March 24, 2025 | 5-7pm
Archaeology and Environmental Justice Symposium
Belk Library Room 114
Today, we face an array of challenges stemming from climate change, its impacts on the environment, and its intersections with complex social, political, and economic systems. People in the past confronted similar challenges. By exploring their stories, we can discover important lessons about human ingenuity, sustainability, and resilience. This symposium brings together archaeologists working across the Americas and Africa to discuss human-environment interactions in the past and their relationship to environmental justice in the present. Speakers will present their own research and participate in a moderated discussion to reveal common themes and local and global connections. All are welcome!
Sponsored by the Department of Anthropology and the Pathways to Resilience QEP.
The Speakers
Dr. Keitlyn Alcantara
University of Indiana
Dr. Alcantara is an anthropological bioarchaeologist and public scholar whose work contextualizes food sovereignty movements in Late Postclassic and contemporary Tlaxcala, Mexico.
Learn more about her research here.
Dr. Amanda Logan
Northwestern University
Dr. Logan is a paleoethnobotanist whose research in West Africa explores food security and food sovereignty in different environmental and political contexts over the last millennium.
Learn more about her research here.
Dr. Chelsea Fisher
University of South Carolina
Dr. Fisher is an archaeologist who works with Maya communities in Yucatán to understand the deep histories of Maya ecological knowledge and agriculture in different political and economic settings.

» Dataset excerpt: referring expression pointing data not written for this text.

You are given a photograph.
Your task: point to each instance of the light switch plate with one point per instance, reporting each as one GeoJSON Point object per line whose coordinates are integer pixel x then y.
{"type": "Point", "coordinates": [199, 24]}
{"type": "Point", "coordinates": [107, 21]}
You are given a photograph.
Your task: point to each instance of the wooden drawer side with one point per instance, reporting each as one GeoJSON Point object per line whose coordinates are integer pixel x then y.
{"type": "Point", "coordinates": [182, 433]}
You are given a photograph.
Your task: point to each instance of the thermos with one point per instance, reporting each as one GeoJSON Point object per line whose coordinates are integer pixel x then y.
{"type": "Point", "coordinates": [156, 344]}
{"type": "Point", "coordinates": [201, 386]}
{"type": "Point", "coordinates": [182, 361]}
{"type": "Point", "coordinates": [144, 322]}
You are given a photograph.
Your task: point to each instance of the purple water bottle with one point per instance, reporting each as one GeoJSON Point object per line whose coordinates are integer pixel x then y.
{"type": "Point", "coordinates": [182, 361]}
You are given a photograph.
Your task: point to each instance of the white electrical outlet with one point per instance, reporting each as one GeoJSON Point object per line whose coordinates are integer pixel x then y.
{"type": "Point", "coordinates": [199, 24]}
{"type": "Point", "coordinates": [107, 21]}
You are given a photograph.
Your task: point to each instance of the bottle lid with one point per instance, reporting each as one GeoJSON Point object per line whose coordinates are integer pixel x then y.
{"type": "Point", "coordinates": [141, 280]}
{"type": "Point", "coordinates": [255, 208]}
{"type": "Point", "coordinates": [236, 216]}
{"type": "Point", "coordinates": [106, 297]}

Learn more about her research here.
Dr. Sophie Dent
Appalachian State University
Dr. Dent is a biological anthropologist who works with Indigenous communities in North Carolina to reconstruct past food practices and amplify Indigenous food sovereignty and nutritional ecology knowledge.
Learn more about her research here.
Dr. Seth Grooms
Appalachian State University
Dr. Grooms is an archaeologist whose work with the Lumbee Tribe of North Carolina links Indigenous heritage with contemporary political, social, and environmental interests.